Ausschreitungen rund um Bälle haben in Wien ja schon bald genau soviel Tradition wie die Bälle selbst. So haben die Anti-Atom-Bewegung Ende der Achtziger Jahre mit den Opernballdemos begonnen – nach legendären Straßenschlachten mit Molotowcocktails auf der einen Seite und Wasserwerfer auf der anderen, schlief diese Demonstrationsbewegung in den 90zigern ein wenig ein. Im Jahr 2000 gegen die neue schwarz/blaue Regierung wieder ins Leben gerufen, gab es dann die sogenannten Donnerstagsdemos. Mit Farbsackerl und Eiern wurde geworfen, im Vergleich zu Molotowcocktails ein Fortschritt.
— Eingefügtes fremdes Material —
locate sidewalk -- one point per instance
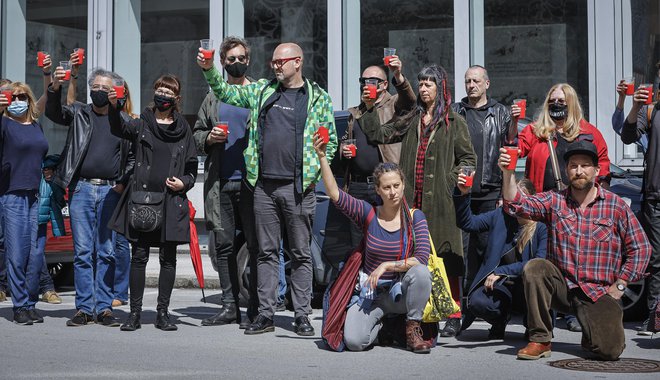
(185, 274)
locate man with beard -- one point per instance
(596, 248)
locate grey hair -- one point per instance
(99, 72)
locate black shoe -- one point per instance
(260, 325)
(303, 327)
(80, 319)
(228, 314)
(34, 316)
(163, 321)
(22, 317)
(452, 328)
(107, 319)
(496, 332)
(132, 323)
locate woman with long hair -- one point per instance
(561, 121)
(435, 146)
(165, 169)
(512, 241)
(396, 251)
(23, 147)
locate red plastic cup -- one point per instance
(324, 133)
(512, 151)
(522, 103)
(8, 94)
(648, 87)
(41, 55)
(81, 55)
(223, 126)
(120, 91)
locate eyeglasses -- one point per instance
(240, 58)
(278, 63)
(363, 80)
(22, 97)
(98, 87)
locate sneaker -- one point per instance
(643, 330)
(34, 316)
(452, 328)
(107, 319)
(80, 319)
(303, 327)
(22, 317)
(51, 297)
(260, 325)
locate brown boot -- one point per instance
(414, 339)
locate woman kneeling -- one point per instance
(394, 278)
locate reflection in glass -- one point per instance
(269, 23)
(422, 31)
(531, 45)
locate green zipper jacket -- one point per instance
(253, 96)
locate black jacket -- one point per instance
(176, 224)
(77, 117)
(496, 129)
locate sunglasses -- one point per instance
(278, 63)
(22, 97)
(363, 80)
(240, 58)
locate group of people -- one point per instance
(561, 242)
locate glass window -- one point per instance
(422, 31)
(531, 45)
(171, 30)
(269, 23)
(56, 28)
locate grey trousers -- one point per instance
(362, 325)
(277, 206)
(601, 321)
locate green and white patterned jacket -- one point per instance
(253, 96)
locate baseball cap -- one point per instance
(582, 147)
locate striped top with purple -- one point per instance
(383, 245)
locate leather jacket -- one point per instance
(77, 117)
(496, 128)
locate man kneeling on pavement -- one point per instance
(597, 246)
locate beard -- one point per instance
(582, 183)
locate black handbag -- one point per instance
(145, 210)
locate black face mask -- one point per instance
(163, 103)
(99, 98)
(236, 70)
(558, 111)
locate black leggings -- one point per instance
(167, 256)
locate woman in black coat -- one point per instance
(165, 169)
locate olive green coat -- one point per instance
(449, 149)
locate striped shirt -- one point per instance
(383, 245)
(592, 247)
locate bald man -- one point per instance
(361, 165)
(281, 163)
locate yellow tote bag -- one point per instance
(440, 304)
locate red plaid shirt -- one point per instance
(592, 247)
(419, 164)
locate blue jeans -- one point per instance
(90, 208)
(122, 267)
(19, 221)
(45, 280)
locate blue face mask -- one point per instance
(18, 108)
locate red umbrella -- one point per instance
(195, 254)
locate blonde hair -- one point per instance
(544, 126)
(33, 112)
(528, 230)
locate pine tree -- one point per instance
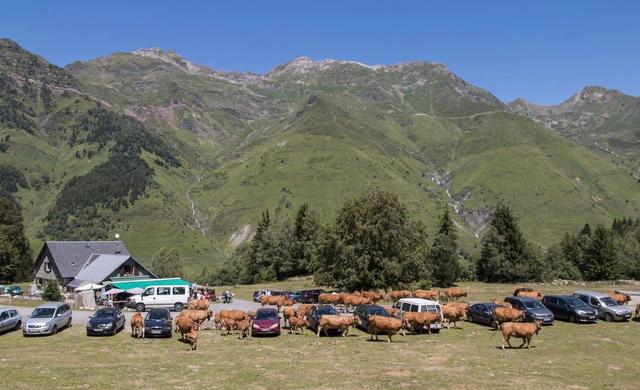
(52, 291)
(506, 256)
(601, 261)
(444, 253)
(15, 253)
(166, 263)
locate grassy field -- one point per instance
(563, 356)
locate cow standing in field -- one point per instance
(137, 325)
(506, 314)
(338, 322)
(621, 299)
(296, 323)
(521, 330)
(454, 292)
(380, 324)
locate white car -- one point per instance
(170, 297)
(420, 305)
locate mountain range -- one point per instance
(166, 152)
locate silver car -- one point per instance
(607, 308)
(10, 319)
(47, 319)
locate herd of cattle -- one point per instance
(511, 321)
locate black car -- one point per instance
(363, 312)
(481, 313)
(158, 323)
(570, 308)
(533, 309)
(106, 321)
(317, 311)
(310, 296)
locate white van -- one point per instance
(170, 297)
(421, 305)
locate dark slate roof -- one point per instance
(99, 268)
(70, 256)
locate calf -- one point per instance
(522, 330)
(339, 322)
(388, 325)
(184, 325)
(506, 314)
(296, 323)
(137, 325)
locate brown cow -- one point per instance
(277, 300)
(415, 321)
(453, 313)
(374, 296)
(184, 325)
(622, 299)
(340, 322)
(198, 316)
(388, 325)
(524, 331)
(433, 295)
(192, 338)
(303, 309)
(398, 294)
(454, 292)
(506, 314)
(244, 327)
(287, 313)
(137, 325)
(296, 323)
(331, 299)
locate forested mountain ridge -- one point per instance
(224, 146)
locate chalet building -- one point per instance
(73, 263)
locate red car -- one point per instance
(266, 322)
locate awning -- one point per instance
(89, 286)
(144, 283)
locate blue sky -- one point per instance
(543, 51)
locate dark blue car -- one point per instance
(570, 308)
(481, 313)
(158, 323)
(363, 312)
(533, 309)
(317, 311)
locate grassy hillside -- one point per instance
(170, 153)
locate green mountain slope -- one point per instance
(214, 149)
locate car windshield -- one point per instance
(574, 302)
(158, 315)
(266, 315)
(43, 312)
(105, 314)
(532, 305)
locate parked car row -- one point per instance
(582, 306)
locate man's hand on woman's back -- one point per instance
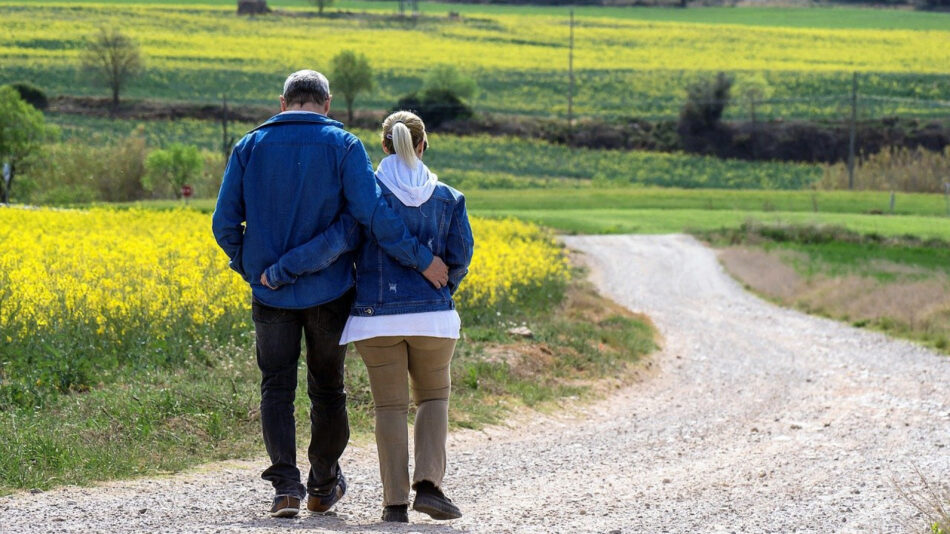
(437, 273)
Positiv erinnere ich mich an das Lichtermeer. Als im Jahr 1992 Jörg Haider und die FPÖ unter dem Motto „Österreich zuerst“ ein Volksbegehren initiierte, das Ende Jänner bis Anfang Februar 1993 zur Unterschrift auflag, sammelten sich Gegner dieser Anti-Ausländer-Idee zum friedlichen Protest. In den 2 Wochen Auflagezeit unterschrieben etwas über 400.000 Menschen das Volksbegehren. Zugegeben eigentlich eine erschreckende Zahl, aber Höhepunkt war denn doch der 23. Jänner 1993 – da gingen 250.000 Menschen in Wien auf die Straße um GEGEN dieses Volksbegehren zu demonstrieren. Friedlich mit Kerzen in der Hand ging diese Demonstration als Lichtermeer in die Geschichte ein. Letztendlich führte diese Gegenbewegung zur ersten Spaltung der FPÖ. Damals entschied sich Heide Schmidt (damals stv. Vorsitzende der FPÖ) nicht nur dazu, eine Kerze in ihr Bürofenster im Parlament zu stellen, sondern auch mit 4 anderen Abgeordneten die FPÖ zu verlassen und das Liberale Forum zu gründen.
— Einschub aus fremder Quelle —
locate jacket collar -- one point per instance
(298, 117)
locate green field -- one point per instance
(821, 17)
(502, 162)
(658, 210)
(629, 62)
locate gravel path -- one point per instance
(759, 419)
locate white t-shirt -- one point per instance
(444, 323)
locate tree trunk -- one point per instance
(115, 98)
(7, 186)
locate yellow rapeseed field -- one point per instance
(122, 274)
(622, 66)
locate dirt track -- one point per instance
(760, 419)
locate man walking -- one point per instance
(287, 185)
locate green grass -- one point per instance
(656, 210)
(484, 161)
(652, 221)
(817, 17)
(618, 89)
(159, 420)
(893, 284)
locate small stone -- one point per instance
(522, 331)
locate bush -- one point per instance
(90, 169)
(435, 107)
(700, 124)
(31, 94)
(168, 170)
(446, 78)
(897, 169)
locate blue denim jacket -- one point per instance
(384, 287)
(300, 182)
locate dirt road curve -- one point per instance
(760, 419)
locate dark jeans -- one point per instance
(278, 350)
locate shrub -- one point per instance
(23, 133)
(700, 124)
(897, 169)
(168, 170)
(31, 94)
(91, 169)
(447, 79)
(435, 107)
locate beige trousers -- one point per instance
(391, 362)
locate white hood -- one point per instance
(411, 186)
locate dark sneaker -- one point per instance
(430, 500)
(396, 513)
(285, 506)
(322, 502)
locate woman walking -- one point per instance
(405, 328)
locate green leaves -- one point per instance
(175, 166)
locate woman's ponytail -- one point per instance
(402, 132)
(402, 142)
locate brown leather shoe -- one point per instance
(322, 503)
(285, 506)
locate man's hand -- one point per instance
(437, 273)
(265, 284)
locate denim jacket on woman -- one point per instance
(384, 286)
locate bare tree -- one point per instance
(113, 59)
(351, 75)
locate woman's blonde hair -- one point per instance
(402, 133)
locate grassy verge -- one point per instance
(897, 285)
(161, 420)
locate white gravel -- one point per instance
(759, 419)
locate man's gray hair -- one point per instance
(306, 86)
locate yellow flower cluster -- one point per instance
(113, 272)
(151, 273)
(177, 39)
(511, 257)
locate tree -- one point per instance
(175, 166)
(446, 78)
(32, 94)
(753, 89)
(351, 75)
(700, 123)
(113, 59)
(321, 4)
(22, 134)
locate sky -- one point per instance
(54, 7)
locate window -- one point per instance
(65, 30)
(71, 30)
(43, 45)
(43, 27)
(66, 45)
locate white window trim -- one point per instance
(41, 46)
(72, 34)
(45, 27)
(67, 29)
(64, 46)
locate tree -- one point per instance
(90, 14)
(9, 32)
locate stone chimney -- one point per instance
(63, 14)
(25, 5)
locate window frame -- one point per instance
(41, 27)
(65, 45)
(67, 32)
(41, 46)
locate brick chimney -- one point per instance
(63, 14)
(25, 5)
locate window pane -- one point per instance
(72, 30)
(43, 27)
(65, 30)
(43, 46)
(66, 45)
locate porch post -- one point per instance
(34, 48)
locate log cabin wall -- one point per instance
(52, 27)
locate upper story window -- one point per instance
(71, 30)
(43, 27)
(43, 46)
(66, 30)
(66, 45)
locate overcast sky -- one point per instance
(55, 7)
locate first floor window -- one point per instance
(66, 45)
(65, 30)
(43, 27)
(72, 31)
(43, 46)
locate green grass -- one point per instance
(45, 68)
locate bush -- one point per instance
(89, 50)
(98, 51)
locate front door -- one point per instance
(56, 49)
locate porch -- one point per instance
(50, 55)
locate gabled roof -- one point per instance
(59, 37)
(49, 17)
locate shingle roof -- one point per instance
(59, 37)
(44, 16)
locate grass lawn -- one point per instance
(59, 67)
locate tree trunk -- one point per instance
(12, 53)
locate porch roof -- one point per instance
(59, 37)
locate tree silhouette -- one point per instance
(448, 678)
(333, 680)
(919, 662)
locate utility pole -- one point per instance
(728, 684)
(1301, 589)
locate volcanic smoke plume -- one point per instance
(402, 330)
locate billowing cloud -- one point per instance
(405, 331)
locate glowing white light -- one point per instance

Ja das Liberale Forum war nicht von langer Lebensdauer, aber die Spaltung der FPÖ damals war eine echte politische Auswirkung. Wohin führen die Protestkundgebungen heute? Durch die Gewaltbereitschaft – durch die Ausschreitungen – die im Vorfeld sogar als Motto und Ziel der Demontrationen zu erkennen sind – fühlen sich tolerante und antirassistische Menschen dazu genötigt, Partei für einen Ball zu ergreifen, der so gar nicht ihres ist. Vor allem aber führt es zu einem engerem Zusammenrücken der „rechten“ Szene! Persönlich hege ich manchmal auch den Verdacht, dass die „linke“ Szene ihren Lebenzweck verlieren würde, wenn sich Vorurteile und rassische Tendenzen reduzieren würden. Manch komische Allianz wird geschlossen – befinde ich mich hier in einem Boot mit Peter Pilz, auch der verurteilt die Vorgangsweise der NOWR.
Fest steht Gewalt löst nur Widerstand aus. Deshalb bitte ich um mehr Lichtermeere und weniger Molotowcocktails – im Sinne der Toleranz und dem respektvollen Umgang miteinander.